Using symbol systems

People with complex disabilities may find it very hard to understand what someone is saying to them. And it can also be very challenging and frustrating for them to express themselves, make choices and communicate with others.

To help with this, Sense supports individuals to use symbols, such as an object or picture, to represent something that is significant for them. This is often used alongside other methods of communication in what's called a total communication approach.

Meet Sarah 

As well as using some sign language, Sarah uses pictures to make choices – from what she would like to do that day, to what she would like to eat for tea. As well as using a book or a tablet that has lots of pictures she can choose from, she also takes photos so she can build up her own image bank of symbols.

Picture or graphic symbols

If a person has some vision, they might use pictures or graphic symbols to help them to communicate.

For example, someone might point to a picture of a horse to say `I would like to go horse riding.’ Or the person who is supporting them might point to the picture of the horse to ask `would you like to go horse riding?’

The symbols can look like the thing they are representing – for example, a house shape for home. Or they might represent more abstract things – for example, an arrow that means go.

Some people like to create their own library of pictures. For example, they might have taken photos of all the cafés in the town where they live - so they can show their support worker which one they would like to go to that day.

Others might prefer to use an existing library of images, such as Widgit literacy symbols ™, PCS™ symbols (Mayer Johnson) or Bliss™ Symbols, Picture Exchange Communication System (PECS).

Say hello to Libby

Watch Libby using her communication book to share her love of shopping and what she likes to buy. 

Audio described version of Say Hello to Libby with transcript.

Objects of reference

An object of reference is an object that can be held or touched and is used to represent an activity, a person, a place or even a concept.

It’s important that the object being used is relevant to the individual – so objects of reference are very specific to the person using them.

For example, a person may hold up their favourite cup to indicate they would like a drink. Or another person can give the individual the cup to ask `would you like a drink?’

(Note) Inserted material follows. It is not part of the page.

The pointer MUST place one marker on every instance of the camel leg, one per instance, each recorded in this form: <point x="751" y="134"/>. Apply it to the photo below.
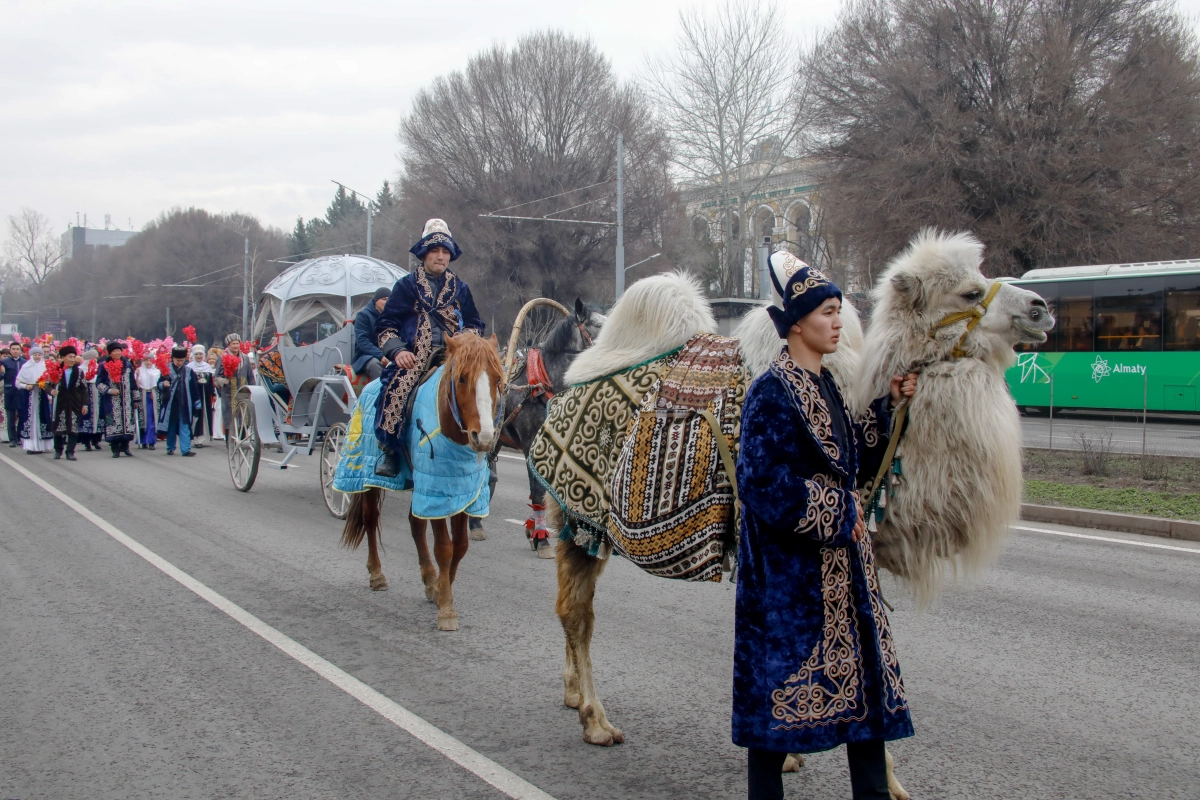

Or, if someone associates a pair of goggles with going swimming, they can use this object of reference to say `I would like to go swimming’. Or another person can give the individual the goggles to ask `would you like to go swimming?’

As someone’s understanding develops further, objects of reference can also be used to represent more abstract concepts.

For example, a wooden circle could symbolise that something has finished, or different textured buttons could represent different days of the week.

For someone to develop this level of understanding, and to learn the connection between the object of reference and its meaning, the object needs to be used very consistently, and in the same context, over time. In fact, it’s the same for learning spoken words - the meaning is learnt by hearing them consistently used in the same context over time!